The third night we were there, I woke up feeling a strange presence in my room. The room was very small, with just the bed and a built-in bureau on one side, with an old, mottled mirror above it. It was very dark, but I could have sworn I heard someone breathing. I sat up. “Who’s there?” I croaked, but the words stuck in my throat. Then the door opened and the room brightened with moonlight, a reflection of something dark, a hood or sleeve, flashed in the mirror. Whoever it was had bolted.
It could have been some drunk, stumbling into the wrong house late at night, thinking my room was his own, as our house was identical to the houses on either side of us. But something made me feel almost certain it was Dean. When I got up and checked the front door, it was locked, but the door to the back porch was open. I locked it, then went back to my room and locked that door as well. Whoever it had been was gone. If I woke anyone else up,
they would tell me the same thing. I returned to bed with a still-pounding heart.
The next day, when I got up, it was late, around eleven. Mom and Dad had already gone to the beach, and Lu was out front, reading her book. Dean was at the long dining table in his straw hat and his loafers, reading the New York Times with his feet up on the table. He was chewing his lip like something was worrying him.
“Did you ever wonder,” Dean asked without looking at me, “why the United States government finds it necessary to build these space labs?”

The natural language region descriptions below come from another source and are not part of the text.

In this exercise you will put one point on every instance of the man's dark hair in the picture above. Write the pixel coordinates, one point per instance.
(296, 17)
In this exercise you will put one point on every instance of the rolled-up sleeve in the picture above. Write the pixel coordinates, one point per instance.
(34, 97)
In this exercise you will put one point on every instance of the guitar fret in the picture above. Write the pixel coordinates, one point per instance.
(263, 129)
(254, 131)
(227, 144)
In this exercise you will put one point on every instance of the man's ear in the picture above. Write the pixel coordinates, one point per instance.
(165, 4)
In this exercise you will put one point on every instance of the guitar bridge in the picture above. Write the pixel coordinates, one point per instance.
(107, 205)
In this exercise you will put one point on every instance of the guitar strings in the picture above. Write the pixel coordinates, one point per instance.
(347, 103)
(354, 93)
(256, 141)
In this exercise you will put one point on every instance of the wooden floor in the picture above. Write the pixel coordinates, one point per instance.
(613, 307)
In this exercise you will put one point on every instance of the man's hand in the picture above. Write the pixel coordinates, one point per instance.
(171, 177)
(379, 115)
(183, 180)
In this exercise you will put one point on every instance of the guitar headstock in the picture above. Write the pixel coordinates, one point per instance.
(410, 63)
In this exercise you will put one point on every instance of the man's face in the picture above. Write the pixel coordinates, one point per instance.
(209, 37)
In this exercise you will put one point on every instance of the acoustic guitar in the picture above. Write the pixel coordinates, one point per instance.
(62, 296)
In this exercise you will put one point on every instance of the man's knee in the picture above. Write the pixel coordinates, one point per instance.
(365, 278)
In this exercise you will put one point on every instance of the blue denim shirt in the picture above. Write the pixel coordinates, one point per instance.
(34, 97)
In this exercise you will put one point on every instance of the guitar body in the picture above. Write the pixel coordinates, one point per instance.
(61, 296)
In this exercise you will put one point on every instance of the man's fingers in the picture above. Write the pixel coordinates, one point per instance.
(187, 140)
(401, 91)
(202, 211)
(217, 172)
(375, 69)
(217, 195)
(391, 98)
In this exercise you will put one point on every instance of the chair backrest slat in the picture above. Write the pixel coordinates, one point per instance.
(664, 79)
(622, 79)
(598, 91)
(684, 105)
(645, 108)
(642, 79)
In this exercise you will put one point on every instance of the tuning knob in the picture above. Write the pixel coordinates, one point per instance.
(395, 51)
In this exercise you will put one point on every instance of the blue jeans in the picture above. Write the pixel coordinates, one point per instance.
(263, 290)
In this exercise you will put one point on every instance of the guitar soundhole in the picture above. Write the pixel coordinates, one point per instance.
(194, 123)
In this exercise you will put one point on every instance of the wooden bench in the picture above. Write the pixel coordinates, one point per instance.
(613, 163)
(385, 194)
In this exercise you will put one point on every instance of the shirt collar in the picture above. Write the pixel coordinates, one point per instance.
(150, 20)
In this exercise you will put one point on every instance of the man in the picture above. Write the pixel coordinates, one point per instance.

It wasn’t a completely crazy question. Only a few weeks before, the president had to apologize to the Australians for a shower of debris that had fallen over the outback when an old space station disintegrated after hitting the earth’s atmosphere. “I guess to study space stuff,” I said, getting myself a mug of coffee. Dean looked up, his wide cat eyes boring into my own, his chiseled jaw shifting back and forth in a grinding motion. He was slightly sunburned on his nose, which seemed like an interruption of the flow of perfect features that made up his face.
“What stuff would that be?” Dean asked. I decided to play dumb and cocky, kid-sister-like.
“You know, scientific inquiry. Do you want the Chinese to know something we don’t?”
Dean folded his newspaper. “I am not sure I know what you mean,” he said, “when you say ‘the Chinese.’” I stared at him blankly. This was like not knowing what you meant when you said “the New York Yankees.”
“The Chinese government—the state, you know, the scientists behind all these spy satellites. It seems like there’s nothing that gets our governments more worked up at each other than space, and who controls it. I mean who explores it.” I was babbling, and Dean was looking at me with that calm cat stare.
“Controls space,” Dean said with a chuckle. “Who does control space?” he asked. Then he walked out, onto the porch, as if we’d concluded some important discussion.